Enfin, la troisième proposition concerne la mobilisation du foncier public et sa revente à bas prix aux promoteurs. Ces derniers basent leurs arguments pour cela sur le fait qu’un foncier déjà cher et, de plus rare, entraverait toute dynamique de reprise du logement social même à un prix de 300 000 DH HT. Ce que demandent en fait les promoteurs c’est de disposer de terrains viabilisés par l’Etat au prix coûtant ou même légèrement au-dessus en incluant une rémunération symbolique de l’aménageur.

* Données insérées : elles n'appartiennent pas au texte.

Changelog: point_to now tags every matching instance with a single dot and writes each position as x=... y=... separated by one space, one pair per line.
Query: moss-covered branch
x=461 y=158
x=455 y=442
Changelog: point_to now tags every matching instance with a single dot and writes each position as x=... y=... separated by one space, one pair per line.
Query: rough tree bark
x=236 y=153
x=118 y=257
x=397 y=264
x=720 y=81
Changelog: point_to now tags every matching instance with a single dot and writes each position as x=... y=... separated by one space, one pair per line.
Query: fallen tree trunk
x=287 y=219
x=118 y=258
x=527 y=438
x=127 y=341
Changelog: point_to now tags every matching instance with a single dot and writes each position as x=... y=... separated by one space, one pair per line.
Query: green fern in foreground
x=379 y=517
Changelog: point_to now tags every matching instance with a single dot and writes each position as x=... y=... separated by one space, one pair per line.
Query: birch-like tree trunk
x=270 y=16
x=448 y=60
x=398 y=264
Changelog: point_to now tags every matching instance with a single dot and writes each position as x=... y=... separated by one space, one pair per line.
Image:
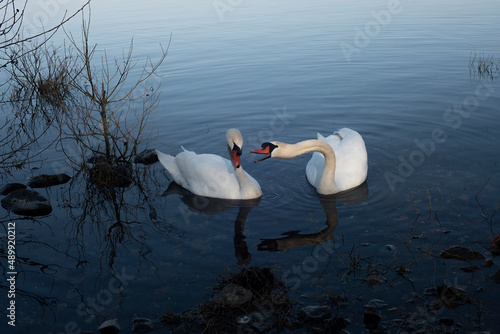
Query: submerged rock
x=496 y=276
x=461 y=253
x=142 y=325
x=44 y=181
x=371 y=318
x=109 y=327
x=234 y=295
x=315 y=312
x=27 y=203
x=10 y=187
x=146 y=157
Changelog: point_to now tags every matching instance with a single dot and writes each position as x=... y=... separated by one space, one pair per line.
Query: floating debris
x=10 y=187
x=461 y=253
x=45 y=181
x=146 y=157
x=27 y=202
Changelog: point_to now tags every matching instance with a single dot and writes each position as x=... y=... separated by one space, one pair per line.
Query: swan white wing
x=204 y=175
x=351 y=160
x=170 y=164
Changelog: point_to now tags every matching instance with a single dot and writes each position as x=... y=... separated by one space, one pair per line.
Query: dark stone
x=234 y=295
x=44 y=181
x=109 y=327
x=146 y=157
x=98 y=159
x=488 y=263
x=315 y=312
x=446 y=322
x=371 y=318
x=496 y=277
x=142 y=325
x=27 y=203
x=10 y=187
x=470 y=269
x=461 y=253
x=336 y=325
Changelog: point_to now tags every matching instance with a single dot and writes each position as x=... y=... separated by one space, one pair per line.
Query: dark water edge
x=346 y=270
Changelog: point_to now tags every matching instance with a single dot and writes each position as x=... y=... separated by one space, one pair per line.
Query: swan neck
x=327 y=182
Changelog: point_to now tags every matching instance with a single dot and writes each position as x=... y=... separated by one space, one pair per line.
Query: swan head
x=234 y=141
x=270 y=149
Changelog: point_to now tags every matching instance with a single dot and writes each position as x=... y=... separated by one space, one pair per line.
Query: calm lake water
x=395 y=71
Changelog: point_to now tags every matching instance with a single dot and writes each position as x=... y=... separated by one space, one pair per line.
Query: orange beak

Question : que gagnent les promoteurs immobiliers dans cette relance éventuelle, sachant qu’à compter de 2010, l’activité de production-vente de logements sociaux sera soumise à l’IS de plein droit à 30%, au lieu d’un impôt réduit de moitié, comme ce fut le cas depuis janvier 2008 ? Pour comprendre la motivation du secteur, il faut revenir à l’enjeu que représente la filière du logement social. En 2008, 128 000 logements sociaux avaient été produits. En comptant un prix de vente (hors noir) de 200 000 DH et une marge de 20%, ce sont 5 milliards de DH de bénéfices qui sont allés aux promoteurs aussi bien privés que publics (Al Omrane). Cette année elle ne dépassera pas les 35 000. Cela alors que la demande reste très soutenue, le pays continuant d’accuser un déficit en logements estimé à 900 000 unités. Ces arguments convaincront-ils ministre des finances, directeur des impôts et députés ? Les prochains jours seront décisifs pour la relance du secteur.